Solo hay una auténtica herencia cuando con argumentos y sentimientos se criba y se selecciona el patrimonio que interesa. Por este motivo heredar es reafirmar una conminación y no un simple recibir dado.

Bajo esta perspectiva la arquitectura patrimonial que heredamos será herencia. Heredamos la arquitectura que nos sirve para atestiguar el hecho de que somos lo que heredamos.

De este modo se puede plantear esta hipótesis inicial: que heredar arquitectura patrimonial no es en esencia recibir algo, una construcción o un conjunto urbano que se pueden poseer. Heredar arquitectura patrimonial en sentido profundo significa tener una afirmación activa y responder a un compromiso.
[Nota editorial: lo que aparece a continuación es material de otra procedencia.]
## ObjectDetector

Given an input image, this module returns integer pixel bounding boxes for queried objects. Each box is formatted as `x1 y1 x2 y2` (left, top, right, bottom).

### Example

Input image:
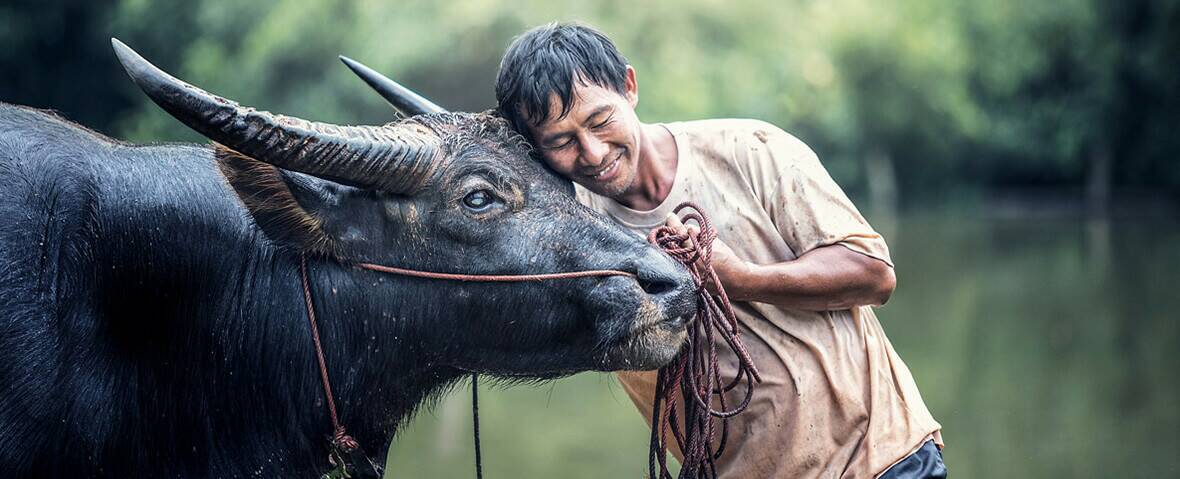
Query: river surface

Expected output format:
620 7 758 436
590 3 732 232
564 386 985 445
387 214 1180 479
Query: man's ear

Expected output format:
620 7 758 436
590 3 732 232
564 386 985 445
215 145 339 256
623 65 640 110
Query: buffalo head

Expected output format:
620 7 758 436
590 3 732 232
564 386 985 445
113 40 694 376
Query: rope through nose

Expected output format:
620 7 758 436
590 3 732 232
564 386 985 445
648 203 762 479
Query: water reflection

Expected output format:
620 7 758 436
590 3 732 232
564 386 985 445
388 216 1180 478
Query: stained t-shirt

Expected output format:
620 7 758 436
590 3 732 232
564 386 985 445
577 119 942 478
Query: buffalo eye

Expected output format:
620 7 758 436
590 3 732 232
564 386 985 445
463 190 496 212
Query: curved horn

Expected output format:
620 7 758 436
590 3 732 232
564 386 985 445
340 55 446 117
111 38 439 195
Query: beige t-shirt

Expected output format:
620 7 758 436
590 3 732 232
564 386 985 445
577 119 942 478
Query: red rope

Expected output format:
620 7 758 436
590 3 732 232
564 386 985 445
299 255 359 452
648 203 762 479
300 254 635 477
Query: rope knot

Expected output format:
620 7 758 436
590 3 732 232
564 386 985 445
332 426 360 453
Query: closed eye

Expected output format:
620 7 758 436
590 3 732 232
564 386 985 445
463 190 500 212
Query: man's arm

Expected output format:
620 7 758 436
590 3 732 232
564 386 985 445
667 216 897 311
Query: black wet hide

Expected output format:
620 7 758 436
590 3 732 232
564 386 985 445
0 104 690 478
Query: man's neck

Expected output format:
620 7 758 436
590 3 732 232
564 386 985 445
614 123 680 211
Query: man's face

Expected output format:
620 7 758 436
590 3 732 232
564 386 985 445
526 67 642 198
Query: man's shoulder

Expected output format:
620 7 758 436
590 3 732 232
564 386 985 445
668 118 818 169
667 118 784 136
666 118 811 152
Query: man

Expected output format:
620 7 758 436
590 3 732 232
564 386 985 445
496 24 945 478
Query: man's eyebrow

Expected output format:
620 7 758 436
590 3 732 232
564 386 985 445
537 105 615 145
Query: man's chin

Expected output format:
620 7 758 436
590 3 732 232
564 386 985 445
602 326 688 370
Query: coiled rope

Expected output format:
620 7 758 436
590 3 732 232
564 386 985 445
648 203 762 479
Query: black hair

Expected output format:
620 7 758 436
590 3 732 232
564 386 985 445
496 22 627 137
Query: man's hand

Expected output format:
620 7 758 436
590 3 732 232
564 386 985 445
666 215 897 311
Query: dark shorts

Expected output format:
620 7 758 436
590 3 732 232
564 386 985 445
880 441 946 479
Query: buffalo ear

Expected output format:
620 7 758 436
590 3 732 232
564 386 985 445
215 145 339 256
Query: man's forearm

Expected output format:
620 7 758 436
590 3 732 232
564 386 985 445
722 244 897 311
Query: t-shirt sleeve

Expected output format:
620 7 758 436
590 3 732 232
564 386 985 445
739 122 893 265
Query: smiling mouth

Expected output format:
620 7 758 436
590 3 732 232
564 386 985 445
586 151 623 179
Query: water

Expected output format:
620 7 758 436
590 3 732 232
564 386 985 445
388 215 1180 479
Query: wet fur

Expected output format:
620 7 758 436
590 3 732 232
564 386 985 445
0 103 689 478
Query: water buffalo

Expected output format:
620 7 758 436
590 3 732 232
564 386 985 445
0 41 694 478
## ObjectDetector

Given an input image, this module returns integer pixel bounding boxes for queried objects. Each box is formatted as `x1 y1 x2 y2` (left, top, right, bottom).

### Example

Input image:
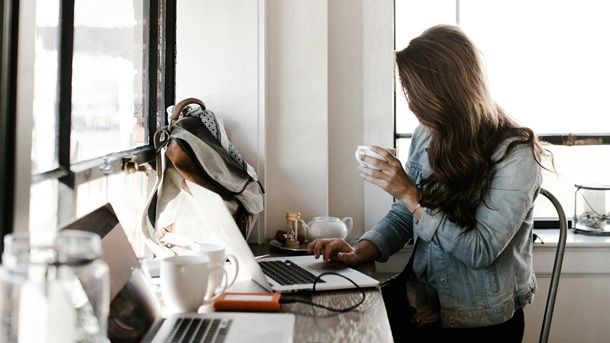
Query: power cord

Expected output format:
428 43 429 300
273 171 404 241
280 272 366 313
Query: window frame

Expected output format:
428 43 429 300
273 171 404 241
23 0 176 234
0 0 19 261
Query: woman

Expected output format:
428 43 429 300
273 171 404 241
309 25 544 342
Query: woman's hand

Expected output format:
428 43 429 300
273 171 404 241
155 224 174 248
360 146 418 208
307 238 379 266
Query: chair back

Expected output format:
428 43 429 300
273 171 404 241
539 188 568 343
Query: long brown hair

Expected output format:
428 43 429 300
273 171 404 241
396 25 544 229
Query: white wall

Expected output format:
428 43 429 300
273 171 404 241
177 0 393 239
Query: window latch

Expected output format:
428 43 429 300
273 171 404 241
123 159 152 175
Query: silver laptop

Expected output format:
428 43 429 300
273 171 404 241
64 204 294 343
187 181 379 292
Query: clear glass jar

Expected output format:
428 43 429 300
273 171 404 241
0 230 110 343
574 184 610 236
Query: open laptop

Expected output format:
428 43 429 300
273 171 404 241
64 204 294 343
160 181 379 292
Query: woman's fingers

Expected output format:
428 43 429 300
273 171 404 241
307 239 330 258
307 238 353 261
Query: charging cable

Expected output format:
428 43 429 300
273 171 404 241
280 272 366 313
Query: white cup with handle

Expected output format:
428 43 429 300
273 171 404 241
355 145 396 169
160 255 227 313
180 243 239 296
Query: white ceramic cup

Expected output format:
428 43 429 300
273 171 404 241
176 243 239 296
355 145 396 169
161 255 227 313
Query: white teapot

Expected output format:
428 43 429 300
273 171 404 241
303 216 354 241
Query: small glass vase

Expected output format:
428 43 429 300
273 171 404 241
573 184 610 236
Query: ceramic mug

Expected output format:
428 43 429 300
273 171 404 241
161 255 227 313
180 243 239 296
355 145 396 169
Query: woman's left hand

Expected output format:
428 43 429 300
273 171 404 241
360 146 418 203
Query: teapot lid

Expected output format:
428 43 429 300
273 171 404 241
312 216 340 221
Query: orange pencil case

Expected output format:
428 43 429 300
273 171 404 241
212 292 281 312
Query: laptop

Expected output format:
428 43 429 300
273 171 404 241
166 181 379 293
63 204 294 343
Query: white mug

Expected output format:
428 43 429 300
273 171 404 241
180 243 239 296
356 145 396 169
161 255 227 313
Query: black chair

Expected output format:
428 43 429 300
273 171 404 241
539 188 568 343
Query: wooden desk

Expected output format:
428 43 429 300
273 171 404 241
251 245 392 343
Supone también iniciativa, firma o refrendación de una selección.

Heredar arquitectura patrimonial significará en consecuencia clasificar, escoger, reclasificar y hacer memoria pero únicamente de lo significativo. Solo se evaluará la arquitectura que interesa, conmueve y tiene sentido profundo para la vida de una comunidad.

En el momento en que una construcción o un conjunto urbano son considerados como patrimoniales se está emitiendo un mensaje determinado que tiene que ver con una forma de cultura la cual se pretende visualizar en un tiempo concreto.

¿Pero quién define y cómo debe ser definido el patrimonio arquitectónico? Las comunidades y los colectivos definen sus elementos representativos en su acción diaria; mientras que el poder político y su brazo ejecutor, – los técnicos -, convierten en categorías supuestamente representativas algunos de esos elementos en virtud de necesidades específicas, retroalimentado el valor de los bienes patrimoniales que se presumen significativos.

La Facultad de Arquitectura y Urbanismo en su dilatada vida de más de seis décadas ha abierto un amplio camino académico en sus tres dimensiones (docencia, investigación, extensión) para pensar y actuar con responsabilidad en el patrimonio arquitectónico:

  • En la docencia con la oferta de la Opción de Restauración Arquitectónica en los dos últimos ciclos lectivos de la Carrera y varias cohortes de la Maestría de Conservación de Monumentos y Sitios; y,
  • El Proyecto “Ciudad Patrimonio Mundial”, desde 2007, es el mayor aporte académico que forma parte del programa de investigación de la Universidad con el proyecto VLIR-USO de Bélgica. Se han realizado investigaciones y publicaciones, colaboración interdisciplinaria, pasantías internacionales, campañas de mantenimiento del patrimonio con la comunidad, mingas comunitarias, consultorías, opinión pública, etc. Todo esto contiene un enfoque hacia la gestión del patrimonio, el paisaje y el aprovechamiento inteligente de sus potencialidades como recursos para el desarrollo.

Se dice que en el frontispicio del recinto de la Academia de Platón en Atenas se podía leer esta inscripción: “nadie entre aquí sin saber Geometría”. La Facultad de Arquitectura y Urbanismo, por su aporte sostenido y de alta calidad a la ciudad de Cuenca Patrimonio de la Humanidad, tendría el derecho de grabar en el frontispicio de sus dominios académicos esta inscripción: nadie entre aquí que no ame el patrimonio”.

Referencias:

  • José María Valcuende del Río; “Cultura, Patrimonio y Turismo”; en Cuadernos Docentes, Programa de Turismo y Gastronomía, Universidad de Cuenca, 2007.
  • Carlos Jaramillo Medina; “Breve historia de la Facultad de Arquitectura y Urbanismo”, 29-10-2021.
  • La imagen que acompaña al texto es una mirada furtiva desde el mundo interior del Monasterio del Carmen de la Asunción.